1. Three Genuine Compliments
In order to foster a ceasefire, try to get your children into a different headspace. During a fight, negative complaints run on a perpetual loop in your child’s head. It’s like they’re magnetically stuck to the memory of the offense- unable to let it go. Help them flip the magnet. This requires a few steps. First, get the offending parties in the same room. Then, help them remember and share three things that they love and/or appreciate about each other. It should be three compliments because one compliment doesn’t break the negative thought cycle long enough. A child can always quickly say something superficial and then refocus on the original offense with one compliment. Three compliments about each kid shake them out of their mood and give them a better perspective. You may have to help brainstorm the first compliment if they are particularly rabid. When the first set of compliments is shared, it warms the heart of the antagonizing party, who can now easily share three compliments about her opponent. Once this process has been completed, it is much easier to solve whatever catastrophe occurred before because the kids are in a better headspace.
2. Nice Memory
If your child is obstinate about brainstorming three compliments, it might be easier for them to conjure a happy memory about their sibling. Try to help them remember when the sibling was generous, kind, loyal, or loving. If they are still refusing, you can bring up the incident and have the offended party recount it aloud. The storytelling can redirect their thoughts to a happier, more pleasant time, interrupting their negative thought spiral and replacing it with a pleasant memory. This shift in thinking can make kids more pliable when compromising and problem-solving.
3. Time Out
Sometimes it’s just too hard for children to overcome a bad mood and one fight starts before another one ends. Moods like this can lead you to feel like you’re putting out a million small fires all day long. Instead of intervening in every small dispute between your children, have them take some space. Depending on your kid and her attitude, this can look different. If their behavior requires discipline, then a good old timeout can do the trick. Even if they don’t mind being sent to their room without stimuli, it still works as a time to separate dueling forces and relax their nervous system. Try giving something to reflect upon while they’re in time out. How the conflict could be avoided, what could be done next time, or how to move forward can be some helpful areas of reflection during a timeout. Mindful breathing exercises or prayers also help to recenter a child’s mind. Kids might yell in frustration at the suggestion, but they may just utilize them anyway.

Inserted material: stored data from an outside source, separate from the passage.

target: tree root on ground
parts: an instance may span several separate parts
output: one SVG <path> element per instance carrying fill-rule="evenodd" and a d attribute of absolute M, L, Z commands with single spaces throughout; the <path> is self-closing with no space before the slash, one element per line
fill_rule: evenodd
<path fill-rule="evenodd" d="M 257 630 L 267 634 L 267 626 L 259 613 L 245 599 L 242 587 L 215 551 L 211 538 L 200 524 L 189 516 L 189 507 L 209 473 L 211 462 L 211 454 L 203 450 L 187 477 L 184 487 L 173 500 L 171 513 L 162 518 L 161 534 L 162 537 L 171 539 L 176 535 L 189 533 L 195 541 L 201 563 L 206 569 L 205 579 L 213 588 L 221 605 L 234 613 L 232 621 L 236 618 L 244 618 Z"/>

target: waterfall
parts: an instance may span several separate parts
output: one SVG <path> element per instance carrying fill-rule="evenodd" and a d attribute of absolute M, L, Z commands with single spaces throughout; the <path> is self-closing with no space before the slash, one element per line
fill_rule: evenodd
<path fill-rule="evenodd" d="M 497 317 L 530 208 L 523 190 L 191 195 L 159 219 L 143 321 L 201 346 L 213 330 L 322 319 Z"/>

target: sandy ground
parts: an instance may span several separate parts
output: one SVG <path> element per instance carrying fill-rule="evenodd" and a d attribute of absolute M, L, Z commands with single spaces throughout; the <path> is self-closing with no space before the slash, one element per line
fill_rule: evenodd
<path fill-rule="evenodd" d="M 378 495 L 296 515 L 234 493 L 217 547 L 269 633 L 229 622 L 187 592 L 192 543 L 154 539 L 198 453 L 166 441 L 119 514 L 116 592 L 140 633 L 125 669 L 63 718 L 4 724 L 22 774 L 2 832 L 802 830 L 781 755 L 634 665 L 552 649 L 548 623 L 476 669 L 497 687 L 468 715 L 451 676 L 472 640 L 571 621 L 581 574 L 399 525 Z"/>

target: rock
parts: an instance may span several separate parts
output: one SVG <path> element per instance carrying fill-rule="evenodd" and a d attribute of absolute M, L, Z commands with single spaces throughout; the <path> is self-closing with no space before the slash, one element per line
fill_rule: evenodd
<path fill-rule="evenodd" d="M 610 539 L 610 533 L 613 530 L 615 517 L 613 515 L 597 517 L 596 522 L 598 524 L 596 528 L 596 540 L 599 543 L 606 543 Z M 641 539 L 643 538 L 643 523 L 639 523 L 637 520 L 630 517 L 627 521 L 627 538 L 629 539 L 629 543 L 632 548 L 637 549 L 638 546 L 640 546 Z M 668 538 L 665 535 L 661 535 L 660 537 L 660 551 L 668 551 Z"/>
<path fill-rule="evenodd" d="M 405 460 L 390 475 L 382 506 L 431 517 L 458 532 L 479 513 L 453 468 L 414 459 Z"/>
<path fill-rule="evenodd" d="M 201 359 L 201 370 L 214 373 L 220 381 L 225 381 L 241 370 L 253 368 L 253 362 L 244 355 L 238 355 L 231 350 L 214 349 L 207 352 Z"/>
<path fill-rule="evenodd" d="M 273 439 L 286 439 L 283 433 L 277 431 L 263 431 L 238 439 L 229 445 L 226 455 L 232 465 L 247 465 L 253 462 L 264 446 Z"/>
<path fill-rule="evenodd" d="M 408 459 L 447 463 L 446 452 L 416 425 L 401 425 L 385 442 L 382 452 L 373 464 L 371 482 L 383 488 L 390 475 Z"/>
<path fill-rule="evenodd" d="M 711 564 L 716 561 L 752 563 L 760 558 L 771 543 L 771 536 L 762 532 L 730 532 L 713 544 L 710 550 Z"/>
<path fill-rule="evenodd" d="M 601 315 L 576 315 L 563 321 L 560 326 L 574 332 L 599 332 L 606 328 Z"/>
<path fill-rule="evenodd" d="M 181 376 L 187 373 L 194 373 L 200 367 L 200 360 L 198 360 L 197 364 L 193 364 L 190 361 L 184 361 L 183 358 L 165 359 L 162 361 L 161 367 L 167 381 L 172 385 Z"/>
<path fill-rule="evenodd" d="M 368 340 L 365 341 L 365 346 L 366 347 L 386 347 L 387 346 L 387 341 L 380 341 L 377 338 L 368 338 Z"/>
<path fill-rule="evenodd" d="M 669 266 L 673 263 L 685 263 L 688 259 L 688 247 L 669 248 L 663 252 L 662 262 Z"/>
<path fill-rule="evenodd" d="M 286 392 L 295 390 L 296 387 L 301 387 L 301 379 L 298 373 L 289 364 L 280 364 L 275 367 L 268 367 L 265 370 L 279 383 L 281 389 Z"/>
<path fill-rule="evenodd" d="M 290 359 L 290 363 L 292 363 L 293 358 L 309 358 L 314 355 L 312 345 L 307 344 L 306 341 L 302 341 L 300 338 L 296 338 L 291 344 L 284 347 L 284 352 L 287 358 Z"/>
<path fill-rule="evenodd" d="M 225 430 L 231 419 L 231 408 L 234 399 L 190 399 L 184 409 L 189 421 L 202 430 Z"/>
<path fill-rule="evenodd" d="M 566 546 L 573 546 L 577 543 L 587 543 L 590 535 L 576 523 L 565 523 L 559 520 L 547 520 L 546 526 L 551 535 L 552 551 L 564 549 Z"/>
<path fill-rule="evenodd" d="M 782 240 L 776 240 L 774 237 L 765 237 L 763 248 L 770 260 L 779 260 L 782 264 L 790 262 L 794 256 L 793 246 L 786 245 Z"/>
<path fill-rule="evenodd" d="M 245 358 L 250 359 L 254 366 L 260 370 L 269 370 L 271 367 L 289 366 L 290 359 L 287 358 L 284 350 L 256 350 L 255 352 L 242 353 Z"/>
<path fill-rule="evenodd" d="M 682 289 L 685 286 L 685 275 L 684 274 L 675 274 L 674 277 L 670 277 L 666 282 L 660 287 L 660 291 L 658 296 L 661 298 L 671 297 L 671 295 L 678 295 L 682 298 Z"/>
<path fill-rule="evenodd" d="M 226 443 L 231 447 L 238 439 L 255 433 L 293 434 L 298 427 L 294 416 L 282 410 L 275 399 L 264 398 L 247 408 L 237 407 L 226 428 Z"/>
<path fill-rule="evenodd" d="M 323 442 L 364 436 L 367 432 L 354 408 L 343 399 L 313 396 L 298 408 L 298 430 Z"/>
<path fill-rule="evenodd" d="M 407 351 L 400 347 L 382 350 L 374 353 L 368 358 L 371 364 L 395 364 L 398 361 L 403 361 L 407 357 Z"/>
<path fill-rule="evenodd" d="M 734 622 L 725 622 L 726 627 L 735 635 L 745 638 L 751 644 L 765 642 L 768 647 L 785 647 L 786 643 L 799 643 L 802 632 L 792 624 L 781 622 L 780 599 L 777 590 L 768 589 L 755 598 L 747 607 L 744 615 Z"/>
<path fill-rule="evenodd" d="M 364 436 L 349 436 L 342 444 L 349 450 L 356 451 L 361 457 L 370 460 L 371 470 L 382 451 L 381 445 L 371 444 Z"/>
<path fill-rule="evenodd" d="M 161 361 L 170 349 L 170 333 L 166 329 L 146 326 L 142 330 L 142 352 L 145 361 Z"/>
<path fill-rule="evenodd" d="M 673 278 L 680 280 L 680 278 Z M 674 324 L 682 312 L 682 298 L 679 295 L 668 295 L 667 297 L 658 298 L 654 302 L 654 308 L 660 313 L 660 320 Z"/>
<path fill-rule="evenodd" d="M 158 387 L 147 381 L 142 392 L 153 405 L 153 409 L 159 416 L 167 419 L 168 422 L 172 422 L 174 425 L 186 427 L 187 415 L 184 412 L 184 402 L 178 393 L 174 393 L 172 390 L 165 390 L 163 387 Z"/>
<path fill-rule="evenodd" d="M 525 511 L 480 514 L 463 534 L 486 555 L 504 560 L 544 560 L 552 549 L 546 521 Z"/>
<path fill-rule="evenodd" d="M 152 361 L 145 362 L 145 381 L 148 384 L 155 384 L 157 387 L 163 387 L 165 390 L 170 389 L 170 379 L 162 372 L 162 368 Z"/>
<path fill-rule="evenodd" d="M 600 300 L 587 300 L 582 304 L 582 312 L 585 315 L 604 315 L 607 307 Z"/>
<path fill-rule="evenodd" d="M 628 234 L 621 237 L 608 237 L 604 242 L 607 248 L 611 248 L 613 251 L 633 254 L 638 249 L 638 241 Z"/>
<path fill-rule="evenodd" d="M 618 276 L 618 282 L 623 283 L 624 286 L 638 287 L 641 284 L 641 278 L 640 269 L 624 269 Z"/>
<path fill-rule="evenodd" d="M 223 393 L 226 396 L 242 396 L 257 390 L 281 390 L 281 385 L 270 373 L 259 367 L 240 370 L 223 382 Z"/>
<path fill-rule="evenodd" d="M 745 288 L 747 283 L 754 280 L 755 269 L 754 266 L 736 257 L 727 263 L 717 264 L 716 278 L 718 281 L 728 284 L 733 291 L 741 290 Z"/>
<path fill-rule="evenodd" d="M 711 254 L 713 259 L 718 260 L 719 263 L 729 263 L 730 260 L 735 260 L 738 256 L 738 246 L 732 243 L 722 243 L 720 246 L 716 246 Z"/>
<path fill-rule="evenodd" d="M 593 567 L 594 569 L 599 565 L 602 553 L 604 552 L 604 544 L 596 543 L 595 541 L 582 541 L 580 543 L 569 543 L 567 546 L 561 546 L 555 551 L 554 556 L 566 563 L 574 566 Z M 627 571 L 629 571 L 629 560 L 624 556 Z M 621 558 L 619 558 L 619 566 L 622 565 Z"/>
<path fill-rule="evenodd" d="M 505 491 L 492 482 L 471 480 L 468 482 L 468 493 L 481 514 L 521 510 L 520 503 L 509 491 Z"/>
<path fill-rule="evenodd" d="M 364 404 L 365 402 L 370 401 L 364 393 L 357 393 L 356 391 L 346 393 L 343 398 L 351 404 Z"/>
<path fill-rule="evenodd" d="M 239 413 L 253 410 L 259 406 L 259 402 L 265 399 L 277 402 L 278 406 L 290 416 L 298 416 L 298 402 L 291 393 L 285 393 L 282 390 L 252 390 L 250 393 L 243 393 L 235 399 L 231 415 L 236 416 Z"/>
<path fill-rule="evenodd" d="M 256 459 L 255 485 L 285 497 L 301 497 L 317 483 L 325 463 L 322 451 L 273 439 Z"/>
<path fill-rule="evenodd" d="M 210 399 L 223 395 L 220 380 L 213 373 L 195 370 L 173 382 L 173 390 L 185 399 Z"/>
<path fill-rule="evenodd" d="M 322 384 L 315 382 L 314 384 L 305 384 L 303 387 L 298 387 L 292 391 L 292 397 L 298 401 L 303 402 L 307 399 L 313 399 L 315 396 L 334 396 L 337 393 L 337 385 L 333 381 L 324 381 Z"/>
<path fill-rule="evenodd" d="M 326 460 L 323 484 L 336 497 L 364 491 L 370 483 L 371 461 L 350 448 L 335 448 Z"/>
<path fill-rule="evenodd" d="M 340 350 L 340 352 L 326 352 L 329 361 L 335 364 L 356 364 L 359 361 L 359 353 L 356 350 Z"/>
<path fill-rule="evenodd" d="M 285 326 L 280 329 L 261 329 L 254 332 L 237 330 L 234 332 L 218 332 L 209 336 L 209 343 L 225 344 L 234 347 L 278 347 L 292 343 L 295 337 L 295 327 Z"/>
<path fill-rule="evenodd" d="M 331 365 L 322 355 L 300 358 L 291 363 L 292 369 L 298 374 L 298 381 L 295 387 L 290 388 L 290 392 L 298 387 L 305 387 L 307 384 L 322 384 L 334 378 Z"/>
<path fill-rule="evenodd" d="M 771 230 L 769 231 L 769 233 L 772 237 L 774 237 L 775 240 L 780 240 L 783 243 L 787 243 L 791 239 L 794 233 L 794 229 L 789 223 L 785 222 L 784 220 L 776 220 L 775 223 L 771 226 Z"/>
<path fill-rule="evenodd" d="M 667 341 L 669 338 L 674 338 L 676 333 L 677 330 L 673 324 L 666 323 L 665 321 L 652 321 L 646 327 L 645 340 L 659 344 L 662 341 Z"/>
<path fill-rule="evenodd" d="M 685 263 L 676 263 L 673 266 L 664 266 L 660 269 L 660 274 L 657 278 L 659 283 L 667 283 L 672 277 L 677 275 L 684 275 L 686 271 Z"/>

Related: 10 Signs You’re a Great Parent
4. To Your Corners
Another way to create some space without using a timeout is by implementing an extended physical separation. Move one set of toys to one room in the house, and move another set elsewhere. Assign each kid a room and keep them separated for a scheduled amount of time. You can decide how long the separation needs to be depending on their age, mood, and disposition. I recommend at least 20 minutes. This allows the kids to reset their perspectives and come back together with a clearer head. If they start to fight once they are reunited, separate them again for a little longer. Usually, the threat of more alone time makes dueling siblings figure out how to work together and solve without parental intervention.
5. Bonding Time
If there is an increase in fighting over the course of a few days, and you feel more like a referee than a parent, it might be time for some individual attention. Have one parent take one child out on a special date. You can go for a hike, go for a walk, go shopping, go out to eat, etc. It doesn’t have to cost a penny: it just has to give your child some special attention and one-on-one time. You don’t have to bring up the recent fighting. Sometimes your kid needs to feel like the center of your attention. Struggling with your work schedule to find this time? Make it a short event. You might be surprised at how even 15 minutes can rearrange a kid’s attitude.
6. The Threat
Now the first five strategies are things I utilize when I am in my patient, supermom mode. But don’t be fooled- there are many days when my patience wears thin, and my temper gets the better of me. These days, there is one strategy that exacts positive results, so I just had to share. The threat is that if my children are ping-ponging back and forth to me with their complaints, whines, and arguments, I find that threatening them with a different task (usually a chore) tends to motivate their reconciliation. When I say, “If you can’t play together nicely, then both of you go and (insert chore here).” I usually go with “clean your room,” “fold this laundry,” “weed that garden,” or “wash these windows.” You can insert whatever chore you like, and if your children are anything like mine, they will win the Nobel Peace Prize before cleaning up.
Sibling squabbling is never fun, and constant fighting can wear on even the most patient parent’s nerves. Give some of these strategies a try to see if you can use your inner “parenting zone” to neutralize your children’s war zone.